8月28日の紙面をみていると、9月から小谷稔先生が選者になられると大きくのせられています。
短歌も何もしないのですが、猪股先生も存じ上げていましたし、こんどの小谷稔先生には、高校で現代国語を教えていただきました。とても心に響く授業でした。
読者から選ばれた二十首とともに、毎週一首、小谷先生の短歌が紹介されるようです。早や40年、すっかりご無沙汰しておりますが、これから紙面でお会いできることを楽しみにしたいと思っています。

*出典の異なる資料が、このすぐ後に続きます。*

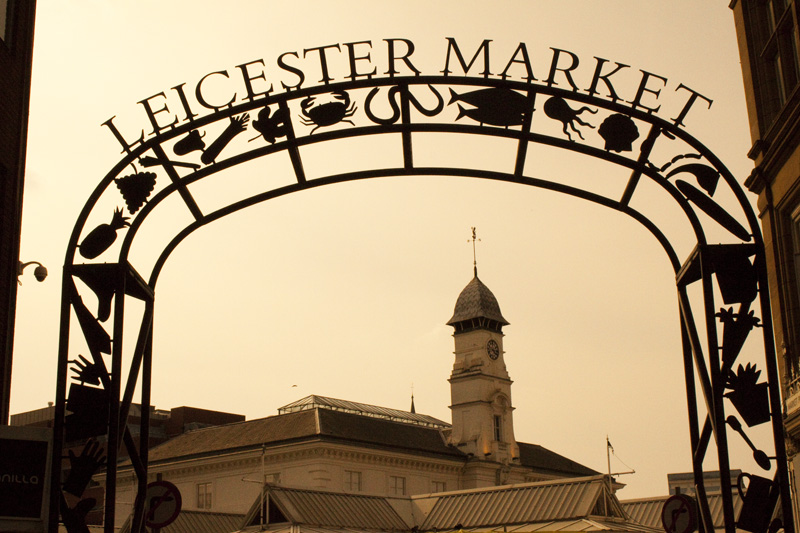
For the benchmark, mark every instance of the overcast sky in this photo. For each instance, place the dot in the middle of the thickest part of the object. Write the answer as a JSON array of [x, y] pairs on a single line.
[[344, 290]]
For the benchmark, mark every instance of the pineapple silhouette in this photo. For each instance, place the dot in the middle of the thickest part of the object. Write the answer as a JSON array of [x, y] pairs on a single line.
[[103, 236]]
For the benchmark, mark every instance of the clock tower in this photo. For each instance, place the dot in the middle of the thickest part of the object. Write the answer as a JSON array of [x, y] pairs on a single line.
[[480, 388]]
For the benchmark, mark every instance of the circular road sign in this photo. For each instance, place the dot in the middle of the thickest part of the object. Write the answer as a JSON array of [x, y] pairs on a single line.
[[163, 504], [679, 514]]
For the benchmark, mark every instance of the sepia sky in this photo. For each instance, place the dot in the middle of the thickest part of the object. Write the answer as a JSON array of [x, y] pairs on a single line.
[[344, 290]]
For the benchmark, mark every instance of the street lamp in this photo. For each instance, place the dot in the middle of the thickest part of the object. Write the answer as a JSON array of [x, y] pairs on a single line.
[[40, 272]]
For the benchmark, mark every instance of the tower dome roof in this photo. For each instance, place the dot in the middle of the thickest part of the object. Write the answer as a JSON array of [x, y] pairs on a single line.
[[476, 301]]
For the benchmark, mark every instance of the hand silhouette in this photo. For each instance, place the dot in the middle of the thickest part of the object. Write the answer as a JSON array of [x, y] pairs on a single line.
[[83, 467], [86, 371]]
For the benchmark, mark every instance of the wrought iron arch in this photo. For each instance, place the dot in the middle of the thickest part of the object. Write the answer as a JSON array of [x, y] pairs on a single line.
[[650, 147]]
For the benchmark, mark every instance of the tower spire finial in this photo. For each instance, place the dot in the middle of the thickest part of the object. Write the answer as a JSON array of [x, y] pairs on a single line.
[[474, 239]]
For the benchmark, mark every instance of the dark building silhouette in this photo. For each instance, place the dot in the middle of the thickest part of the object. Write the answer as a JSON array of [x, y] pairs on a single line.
[[16, 53]]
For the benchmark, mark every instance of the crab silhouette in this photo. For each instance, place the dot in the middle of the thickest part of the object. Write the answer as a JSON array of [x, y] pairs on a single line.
[[558, 109]]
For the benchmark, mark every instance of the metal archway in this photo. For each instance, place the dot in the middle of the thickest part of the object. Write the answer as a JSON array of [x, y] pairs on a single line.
[[406, 110]]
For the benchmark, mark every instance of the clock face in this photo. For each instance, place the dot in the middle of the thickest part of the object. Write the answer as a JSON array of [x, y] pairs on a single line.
[[493, 349]]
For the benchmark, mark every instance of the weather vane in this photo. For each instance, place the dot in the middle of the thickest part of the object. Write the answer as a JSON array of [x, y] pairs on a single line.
[[474, 256]]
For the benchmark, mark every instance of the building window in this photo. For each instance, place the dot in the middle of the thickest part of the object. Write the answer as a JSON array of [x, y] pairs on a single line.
[[397, 486], [204, 495], [777, 47], [352, 481]]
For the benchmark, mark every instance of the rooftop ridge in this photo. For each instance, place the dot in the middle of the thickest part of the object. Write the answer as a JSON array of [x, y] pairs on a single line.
[[314, 401]]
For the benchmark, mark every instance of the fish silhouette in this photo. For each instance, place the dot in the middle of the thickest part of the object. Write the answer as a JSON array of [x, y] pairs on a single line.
[[498, 107]]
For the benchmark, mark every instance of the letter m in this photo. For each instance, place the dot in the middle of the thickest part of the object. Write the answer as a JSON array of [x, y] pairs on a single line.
[[452, 45]]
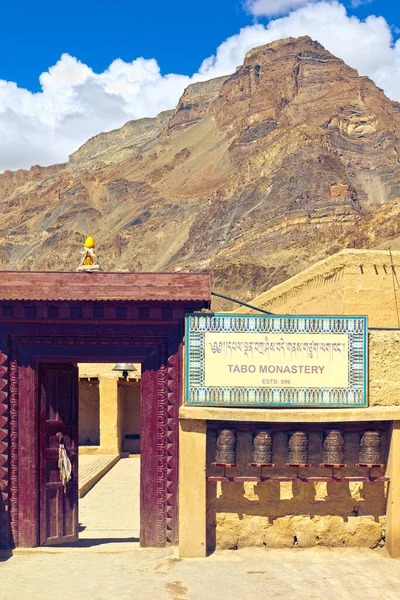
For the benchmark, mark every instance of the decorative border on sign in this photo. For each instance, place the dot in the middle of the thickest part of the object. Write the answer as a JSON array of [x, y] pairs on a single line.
[[197, 393], [167, 401]]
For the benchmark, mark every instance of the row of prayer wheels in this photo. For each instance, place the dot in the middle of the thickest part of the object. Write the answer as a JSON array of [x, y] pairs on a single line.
[[333, 447]]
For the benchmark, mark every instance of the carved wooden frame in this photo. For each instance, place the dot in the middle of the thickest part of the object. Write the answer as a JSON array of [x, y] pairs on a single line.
[[168, 396]]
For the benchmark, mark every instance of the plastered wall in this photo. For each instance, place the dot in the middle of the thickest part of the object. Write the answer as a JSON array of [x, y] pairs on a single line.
[[384, 368], [89, 414], [279, 515]]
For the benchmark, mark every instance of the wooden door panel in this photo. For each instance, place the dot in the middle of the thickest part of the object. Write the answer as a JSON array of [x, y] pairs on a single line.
[[58, 389]]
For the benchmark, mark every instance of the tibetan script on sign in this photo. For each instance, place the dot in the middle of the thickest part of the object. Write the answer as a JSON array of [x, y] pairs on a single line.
[[247, 360]]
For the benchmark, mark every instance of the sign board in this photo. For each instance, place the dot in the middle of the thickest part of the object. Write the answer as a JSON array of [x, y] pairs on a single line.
[[251, 360]]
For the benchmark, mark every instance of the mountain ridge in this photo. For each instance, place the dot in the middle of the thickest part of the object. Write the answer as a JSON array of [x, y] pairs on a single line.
[[253, 176]]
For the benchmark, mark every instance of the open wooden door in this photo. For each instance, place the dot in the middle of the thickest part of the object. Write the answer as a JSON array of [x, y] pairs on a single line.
[[58, 392]]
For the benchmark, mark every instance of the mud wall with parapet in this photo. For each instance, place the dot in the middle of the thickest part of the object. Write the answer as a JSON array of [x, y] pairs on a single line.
[[282, 515]]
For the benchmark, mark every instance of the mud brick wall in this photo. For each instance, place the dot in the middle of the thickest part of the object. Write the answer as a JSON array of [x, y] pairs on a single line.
[[281, 515]]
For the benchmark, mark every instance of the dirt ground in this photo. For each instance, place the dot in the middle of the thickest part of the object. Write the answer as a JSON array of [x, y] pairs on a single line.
[[124, 571]]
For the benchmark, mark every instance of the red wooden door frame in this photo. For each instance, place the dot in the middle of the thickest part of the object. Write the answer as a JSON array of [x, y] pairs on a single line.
[[161, 360], [58, 417]]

以下新聞から。(写真をクリックすると大きくなります)
{自薦5首と解説}
つひに来む別れにそなへ録音せし亡き母の声時をり笑ふ
(解説)お盆に亡き母の声をテープで聴いた。
兄逝かば廃屋とならむこの山家あはれ清すがと畳替せり
(解説)墓参の帰省、過疎の故郷は老いた兄とともに終わる。
をりをりに厨に立つはふるさとの味恋ふるなり妻には言はねど
(解説)時に厨(くりや)に立つ。この日は茗荷(みょうが)を刻んだ。
澄む空の下に垣山暮れむとし独り雲を吐く金剛の山
(解説)厳寒期、西風が上昇気流となって雲を生み続けた。
澄みに澄む天に一すぢ長く曳く雲おごそかに余光を保つ
(解説)その雲は風のない冬の夕空を荘厳(しょうごん)している。
{略歴}こたに・みのる 1928(昭和3)年、岡山県熊谷村(現・新見市)生まれ。18歳の
時に短歌結社「アララギ」入会。土屋文明氏の指導を受けるため中学教師を辞めて上
京、東京教育大学に入学。卒業後は教べんの傍ら「アララギ」選者。アララギ解散後は
「新アララギ」の創刊に参画し、同誌選者。現代歌人協会、日本文芸家協会会員、奈良産
業大学名誉教授。著書に「ふるさと」など。奈良市在住。81歳。